While Kennedy exhorted Americans to throw their support behind the government's efforts to reach the Moon, President Obama has made it clear that this job now belongs to private enterprise. In his 2011 State of the Union speech, he referred to this generation's "Sputnik moment" -- that is, the realization that a foreign superpower could usurp our economic leadership position. The president has indicated that the private sector should take over the job of Moon exploration, so now's the time to use private enterprise know-how to tap into resources beyond those of the Earth.
There have been some steps in the right direction. NASA has committed $30 million to buy information that is gleaned from future missions to the Moon; the money has been contracted to six teams who are also competing for the Google Lunar X PRIZE, managed by the X PRIZE Foundation. That's a good beginning, but government and private enterprise need additional mechanisms to find funding, and make government expenditures for data worth the investment.

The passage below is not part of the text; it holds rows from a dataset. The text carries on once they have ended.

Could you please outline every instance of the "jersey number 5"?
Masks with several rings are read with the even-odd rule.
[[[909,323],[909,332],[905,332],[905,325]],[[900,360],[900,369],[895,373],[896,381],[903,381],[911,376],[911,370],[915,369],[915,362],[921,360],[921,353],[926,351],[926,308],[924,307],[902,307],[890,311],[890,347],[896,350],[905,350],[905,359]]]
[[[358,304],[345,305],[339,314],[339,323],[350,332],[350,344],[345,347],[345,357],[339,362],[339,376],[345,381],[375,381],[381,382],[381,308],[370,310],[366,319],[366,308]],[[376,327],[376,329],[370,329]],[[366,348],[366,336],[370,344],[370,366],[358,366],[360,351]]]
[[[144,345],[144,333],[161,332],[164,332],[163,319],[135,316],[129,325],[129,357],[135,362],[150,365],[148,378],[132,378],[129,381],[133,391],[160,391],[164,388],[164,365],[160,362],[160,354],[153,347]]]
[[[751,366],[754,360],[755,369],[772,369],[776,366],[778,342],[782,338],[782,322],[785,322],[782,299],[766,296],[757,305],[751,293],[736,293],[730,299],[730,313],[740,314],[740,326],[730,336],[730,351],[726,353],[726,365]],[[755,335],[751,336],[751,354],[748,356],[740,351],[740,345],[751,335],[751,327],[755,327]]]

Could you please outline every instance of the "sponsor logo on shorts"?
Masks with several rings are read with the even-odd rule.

As Obama has logically said, NASA's mission should focus on exploring deep space, and private companies should take on the task of building ships to carry cargo and passengers to the International Space Station, and to the Moon. Rocket companies can get in on this market, as can mining companies. The time may be right to think about going to the Moon as a business rather than a hobby. That's the goal of Moon Express, a new company of which I am a cofounder. We're working on building vehicles that can deliver payloads to the Moon and search the lunar surface for precious materials.
Why does this discussion of space exploration matter now, especially at a time when so many problems demand our attention here on this planet? Are we trying to go back to the Moon just because we can or is there a benefit to the world in lunar exploration? The answer is the latter. Moon exploration promises to yield new energy sources that could finally break our hold on fossil fuel, and our overdependence on sometimes hostile nations that control its supply. But this time around, we don't need to rely on government funding to fuel Moon exploration -- we can encourage private entrepreneurs to take on this role.

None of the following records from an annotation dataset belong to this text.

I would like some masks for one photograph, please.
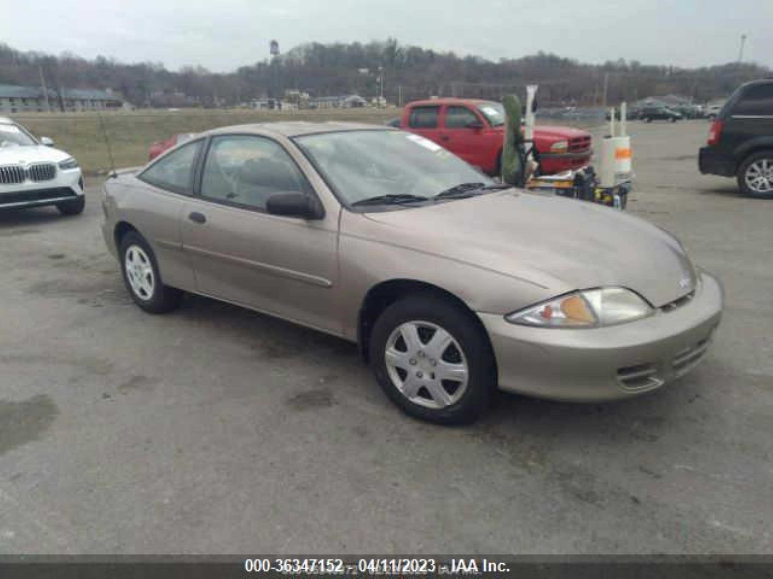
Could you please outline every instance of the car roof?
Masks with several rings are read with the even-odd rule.
[[[233,127],[222,127],[202,133],[203,135],[228,134],[233,133],[247,133],[262,135],[281,135],[283,137],[300,137],[301,135],[318,134],[320,133],[340,133],[352,130],[393,130],[389,127],[380,124],[368,124],[366,123],[345,123],[330,120],[322,123],[314,123],[307,120],[279,121],[276,123],[254,123],[251,124],[240,124]]]
[[[496,103],[498,101],[493,99],[461,99],[457,98],[455,96],[443,96],[438,99],[424,99],[424,100],[414,100],[411,103],[408,103],[409,107],[414,107],[417,105],[424,107],[426,105],[438,105],[441,104],[482,104],[483,103]]]

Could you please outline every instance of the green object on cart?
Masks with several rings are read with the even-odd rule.
[[[502,99],[505,107],[505,142],[502,148],[502,181],[516,187],[526,184],[526,154],[521,129],[521,100],[514,94]]]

The value in Moon exploration comes in part from the presence of valuable resources such as Helium-3, a source of energy that is rare on Earth but is abundant on the Moon. It can "generate vast amounts of electrical power without creating the troublesome radioactive byproducts produced in conventional nuclear reactors," a Popular Mechanics article explains. In addition, platinum is present on the Moon, and could be mined for use in energy applications, where it is a key catalyst for fuel-cell vehicles.

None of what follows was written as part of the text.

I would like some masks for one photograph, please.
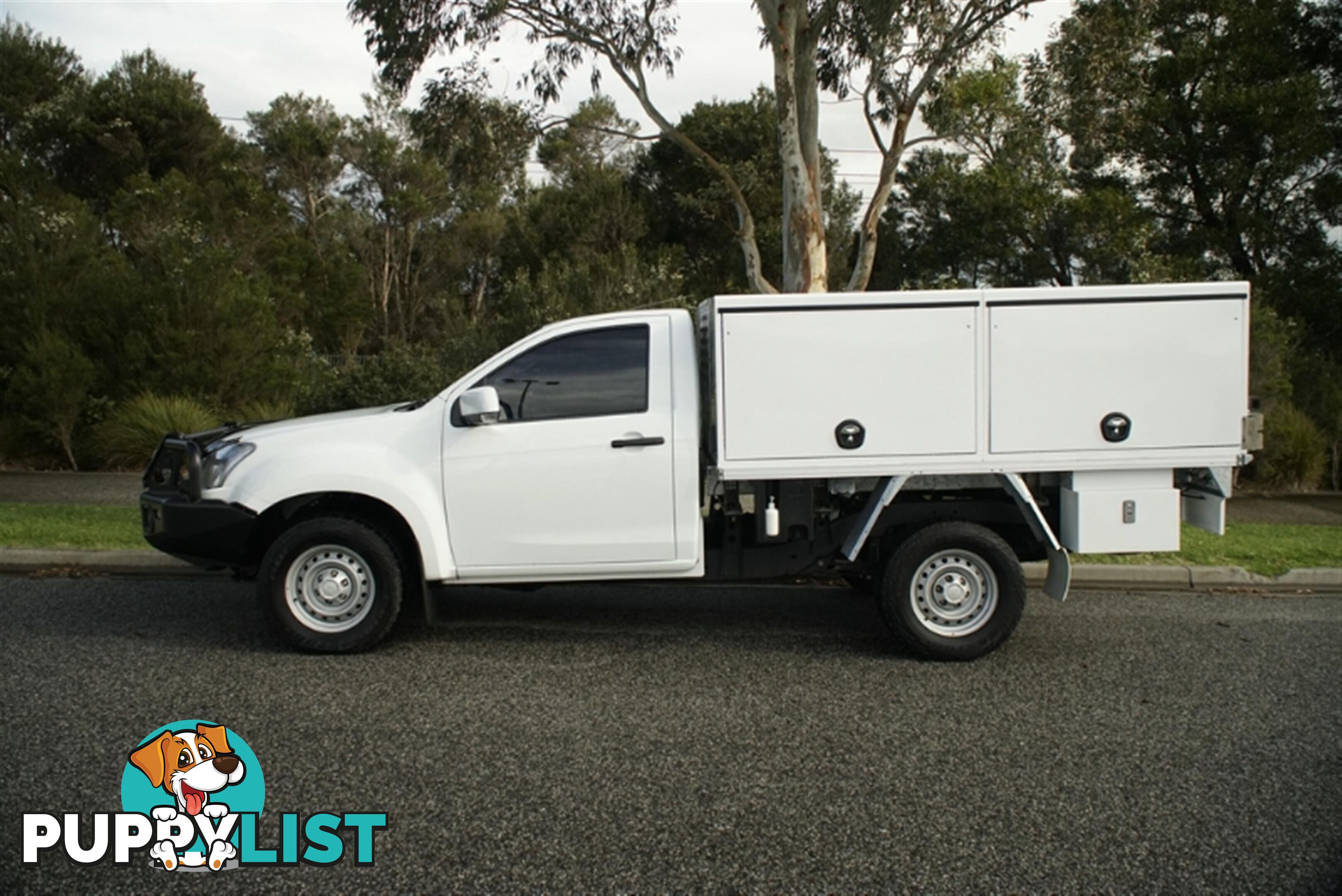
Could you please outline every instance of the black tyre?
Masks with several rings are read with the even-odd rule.
[[[910,536],[880,579],[880,613],[895,638],[931,660],[996,650],[1025,609],[1025,574],[1011,547],[973,523],[934,523]]]
[[[295,647],[368,650],[401,611],[407,564],[377,529],[348,517],[315,517],[270,545],[256,594],[275,630]]]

If China and Russia succeed in their goals to obtain Helium-3 and other rare resources for the development of energy, the U.S. could end up relying on these countries for its own energy needs. That's a tricky thing from a political standpoint: What happens if our relations with these countries turn sour? What happens if Russia and China decide to severely restrict the sale of Helium-3 to other countries, which will drive prices sky-high? We'll be in the same boat that we're in now, where we are beholden to oil-rich countries that are often in turmoil.
However, if we allow private enterprise to explore and take advantage of the Moon's resources, we may set ourselves on the road to energy independence.
To re-launch our space program, we need private enterprise to step into the void. Government funding only needs to take us to the point where the technology has been developed to get us to the Moon -- and we already have that. It's a model that's been used successfully in the past: the military first developed the Internet, and private enterprise then seized on its commercial potential; the same thing occurred with GPS technology.
Naturally, there are barriers to entrepreneurs leading the charge to the Moon. For one thing, ownership is always a point of discussion -- but the fact is that "everyone" and "no one" owns the Moon. Much like when mining resources from international waters (as in fishing), entrepreneurs would need to respect the rights of other business and government players. There is legal precedent for explorers finding and keeping resources that they have uncovered via private investment.
There's also the question of whether we can transport resources from the Moon in a cost-effective manner. Perhaps the cost of rocket launches -- by far the greatest expense for a Moon mission -- will come down as more entrepreneurs move into this market, or new technology will make them cheaper. It's even possible to create rocket fuel from resources on the Moon, which would slash return costs and even lower launch costs from Earth.
On the other hand, mining and transporting these resources back to the Earth could depress prices as supplies grow, making such ventures less appealing to entrepreneurs. As with all private market endeavors, many will want to take a wait-and-see approach to the Moon's market potential. But therein lies the opportunity for early movers who apply entrepreneurship to the opening of whole new markets, and in the case of the Moon, a whole new world.